Run Psiblast for a few iterations (at least 5 will be needed to find the remotest members of the lipocalin family,).

The family contains 3 major protein groups (the retinol binding proteins, the apolipoproteins, the odorant binding proteins). Reiterate PSIblast until you found representative members of three subfamilies of proteins.

Pick a representative of each subfamily (or a few, 5sequenceafterPsi5_mammals_lipocalin.fasta) and construct a multiple alignment using clustalW. Note that in the alignment only a few amino acids are still conserved over these long evolutionary distances (GXW[Y][A])) This is a signature of the lipocalin protein family. In the subsequent iterations of the PSIblast search only these conserved residues will be taken into account. Gradualy you will detect more remote members of the family.

(6)

To further enhance the specificity of the PSIblast search, the initial blast search can be enhanced with a PHIblast search. This requires that the sequences retreived both are similar to the query sequence and contain the signature of the protein family (pattern).

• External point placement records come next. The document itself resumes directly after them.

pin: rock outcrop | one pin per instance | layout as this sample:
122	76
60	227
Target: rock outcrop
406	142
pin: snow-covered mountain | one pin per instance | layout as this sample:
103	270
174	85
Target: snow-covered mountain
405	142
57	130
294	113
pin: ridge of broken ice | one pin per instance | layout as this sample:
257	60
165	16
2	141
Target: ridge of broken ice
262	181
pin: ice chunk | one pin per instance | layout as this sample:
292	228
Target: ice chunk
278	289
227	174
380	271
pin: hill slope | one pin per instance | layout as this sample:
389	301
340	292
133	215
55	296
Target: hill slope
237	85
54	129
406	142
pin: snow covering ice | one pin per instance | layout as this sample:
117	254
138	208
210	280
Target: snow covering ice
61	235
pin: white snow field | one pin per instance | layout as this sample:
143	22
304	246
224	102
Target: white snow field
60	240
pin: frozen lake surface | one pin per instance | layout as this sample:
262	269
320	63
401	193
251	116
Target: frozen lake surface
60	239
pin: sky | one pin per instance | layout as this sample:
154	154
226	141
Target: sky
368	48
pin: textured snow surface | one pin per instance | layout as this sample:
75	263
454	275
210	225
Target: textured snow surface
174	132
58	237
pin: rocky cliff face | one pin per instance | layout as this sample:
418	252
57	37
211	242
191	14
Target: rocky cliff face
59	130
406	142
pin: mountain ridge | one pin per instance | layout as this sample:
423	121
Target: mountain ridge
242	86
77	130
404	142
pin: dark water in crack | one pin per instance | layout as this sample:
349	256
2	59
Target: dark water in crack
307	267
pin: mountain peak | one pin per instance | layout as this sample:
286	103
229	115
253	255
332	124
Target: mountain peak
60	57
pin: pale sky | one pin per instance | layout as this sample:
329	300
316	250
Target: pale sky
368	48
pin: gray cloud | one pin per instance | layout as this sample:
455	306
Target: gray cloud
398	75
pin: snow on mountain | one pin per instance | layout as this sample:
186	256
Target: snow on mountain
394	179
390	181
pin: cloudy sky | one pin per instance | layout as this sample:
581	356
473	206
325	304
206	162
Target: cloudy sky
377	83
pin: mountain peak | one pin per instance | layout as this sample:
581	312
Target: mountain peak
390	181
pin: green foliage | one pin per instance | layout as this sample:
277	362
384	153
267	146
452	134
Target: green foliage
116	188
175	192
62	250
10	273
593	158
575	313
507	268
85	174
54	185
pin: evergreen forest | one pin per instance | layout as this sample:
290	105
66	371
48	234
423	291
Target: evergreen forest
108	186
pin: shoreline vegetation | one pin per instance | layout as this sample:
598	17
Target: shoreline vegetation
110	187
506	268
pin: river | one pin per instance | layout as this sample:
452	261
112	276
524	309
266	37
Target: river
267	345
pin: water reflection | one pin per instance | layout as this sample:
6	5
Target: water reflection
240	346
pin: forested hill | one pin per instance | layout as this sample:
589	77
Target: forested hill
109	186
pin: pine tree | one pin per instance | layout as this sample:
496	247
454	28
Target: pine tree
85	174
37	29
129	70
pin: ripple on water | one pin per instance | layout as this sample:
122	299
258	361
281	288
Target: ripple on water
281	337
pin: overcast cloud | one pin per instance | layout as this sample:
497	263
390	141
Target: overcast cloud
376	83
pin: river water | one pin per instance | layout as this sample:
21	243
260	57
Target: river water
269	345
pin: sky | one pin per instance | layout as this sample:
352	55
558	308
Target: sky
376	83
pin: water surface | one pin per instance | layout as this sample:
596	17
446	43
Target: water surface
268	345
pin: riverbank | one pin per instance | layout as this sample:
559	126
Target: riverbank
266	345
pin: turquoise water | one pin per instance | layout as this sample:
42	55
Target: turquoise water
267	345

Of course it is not evident to find this pattern if the protein family is largely unknown. One could search in literature whether a pattern has already been described in any of the protein members of this family (preferentially the ones closely related to your query sequence). Otherwise one could perform a PSIblast, make a multiple alignment of related sequences as shown above and check whether consistently the same residues are conserved. These are most likely candidates to form a pattern. The initial PSIBlast result might contain false positive hits. These can be removed by refining the blast search with a pattern search (pattern detected in an initial screening).